Nevertheless, drawing on the un-published draft of this chapter, one finds that Galeano’s attacks on the market and vision of a community-based mode of production point to a form of socialism centring on use values, participatory governance and direct democracy, i.e. nonmarket socialism. Galeano’s work is consistent with nonmarket socialist visions — and strategies for a socialist transition — that dispense with the state and the market, thus avoiding monetary values and relations, undercutting props of class in monetary exchange, cutting capital off at its knees, and developing substantive participatory democracy.
No-one else has drawn attention to this nonmarket socialist reading of Galeano but it explains why, close to his death, he described Open Veins as ‘badly written’ and the text so ‘extremely leaden’ that ‘my physique can’t tolerate it’. But this did not equate with renouncing socialism — as was widely speculated — but rather highlighted his rejection of the mainstream socialist approaches of many political economists and populist politicians. (Rohter 2014)
Indeed, Galeano’s ‘community-based mode of production’ is consistent with anti-politics calls for commons, participatory democracy and sharing economies. He is much closer to the Marx who railed against Proudhon and Owenists than to the actually existing socialism of Castro and Cuban statism. Thus, Galeano would criticise Soviet communism by saying: ‘[S]ocialism is not dead because it hasn’t been born. It’s something I hope that humanity may perhaps find.’ (Potosi 2003: 7)
Galeano’s contribution to nonmarket socialism
Galeano’s work certainly expresses a nonmarket socialist analysis in his strong appreciation of the world of use values. His black humour and cinematographer-like point of view clearly define a highly ideological appearance-world of exchange values — price, profit and speculation. In Upside Down: A Primer for the Looking-Glass World (2001) the world of exchange values is thrown into stark relief by the everyday search to fulfil basic needs with real use values and the struggle to maintain an Indigenous reverence and stewardship of nature.
While mocking exchange values and monetary capitalist structures that contort social and environmental values, Galeano’s analysis strips our world back to the essentials of use values, implying more straightforward, efficient and effective dynamics of balance and sustainability. Galeano continually points to the absurdity and vacuity of excessive consumption and reveals, instead, qualitative and experiential realities. His socialist vision requires re-growing the human and humane, the natural and ecological, a world of synergies with Indigenous, diverse and mega-natural relationships and values.
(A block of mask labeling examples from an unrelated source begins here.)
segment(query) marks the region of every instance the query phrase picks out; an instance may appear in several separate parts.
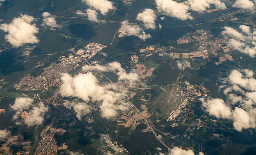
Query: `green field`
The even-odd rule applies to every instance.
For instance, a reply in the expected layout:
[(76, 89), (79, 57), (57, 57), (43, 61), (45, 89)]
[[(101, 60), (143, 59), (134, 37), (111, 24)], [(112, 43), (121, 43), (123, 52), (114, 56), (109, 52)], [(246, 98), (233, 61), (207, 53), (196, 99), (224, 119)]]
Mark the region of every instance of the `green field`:
[(30, 52), (28, 52), (28, 51), (23, 51), (22, 52), (22, 54), (21, 55), (21, 56), (26, 57), (29, 57), (29, 55), (26, 55), (26, 54), (29, 54), (30, 53)]
[(0, 97), (16, 98), (26, 96), (21, 92), (10, 92), (8, 91), (7, 89), (0, 89)]
[(169, 54), (163, 54), (162, 58), (159, 59), (160, 61), (168, 61), (171, 58), (171, 55)]
[(217, 53), (217, 55), (218, 57), (225, 57), (224, 54), (219, 52)]
[(149, 61), (145, 61), (144, 62), (138, 61), (137, 63), (138, 64), (144, 64), (144, 65), (145, 65), (145, 67), (149, 67), (151, 65), (154, 65), (155, 64), (154, 63), (154, 62), (153, 62), (153, 61), (152, 60), (151, 60)]
[(162, 91), (159, 91), (154, 95), (155, 97), (149, 102), (148, 107), (154, 115), (158, 117), (163, 117), (169, 115), (173, 110), (177, 109), (175, 108), (174, 101), (176, 98), (174, 96), (178, 87), (175, 85), (169, 86)]
[(183, 36), (182, 37), (183, 37), (184, 39), (185, 39), (188, 38), (189, 36), (190, 36), (190, 35), (189, 34), (188, 34)]
[(31, 151), (29, 152), (29, 154), (31, 154), (32, 153), (34, 153), (35, 151), (35, 149), (37, 148), (37, 146), (39, 144), (38, 141), (39, 127), (39, 125), (38, 125), (35, 127), (35, 130), (34, 132), (34, 136), (35, 139), (35, 142), (34, 142), (34, 145), (31, 149)]
[(71, 75), (73, 75), (75, 74), (78, 74), (82, 70), (82, 66), (79, 66), (77, 67), (76, 69), (72, 70), (70, 71), (69, 71), (69, 73), (68, 73), (68, 74)]
[(180, 60), (182, 60), (183, 58), (183, 54), (180, 54), (179, 55), (179, 59)]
He shows the absurdity of private property in Indian perspectives: ‘The land has an owner?’, but ‘We are its children … it nurtures us … It looks after us … How is it to be sold? How bought?’ (Galeano 1987, 225) Thus, Galeano calls for the restitution of local sustainability in a timeless and time-full approach: ‘It’s out of hope, not nostalgia, that we must recover a community-based mode of production and way of life, founded not on greed but on solidarity, age-old freedoms and identity between human beings and nature.’ (Galeano 1991)
Instead, the standardisation of humanity characteristic of globalisation is a dominating force that unifies space and time in ‘a sort of massacre of our capacity to be diverse, to have so many different ways to live life, celebrate, eat, dance, dream, drink, think, and feel.’ (Galeano in Potosi 2003: 7) Such insights support visions and strategies of nonmarket socialism that embody diversity, security and plenty just as much as a space full of spaces and a time full of times.
In short, Galeano seamlessly blends that people and planet caring approach central to postcapitalism, offering a language and images of a nurturing and abundant nonmarket socialism. He binds the tragedy of the Global South with the Global North casting both as deplorable. He attacks our disabling politics — stuck in economic domination.
Galeano’s passion and politics remind that we cannot build socialism from political economy or straightforward traditional left politics. It is a cultural process of becoming, through practices that revalue social relationships and nature in terms of qualitative — not quantitative — minimalism and efficacy. Galeano shows that another mode of production exists today, in this space in this time, in embryo.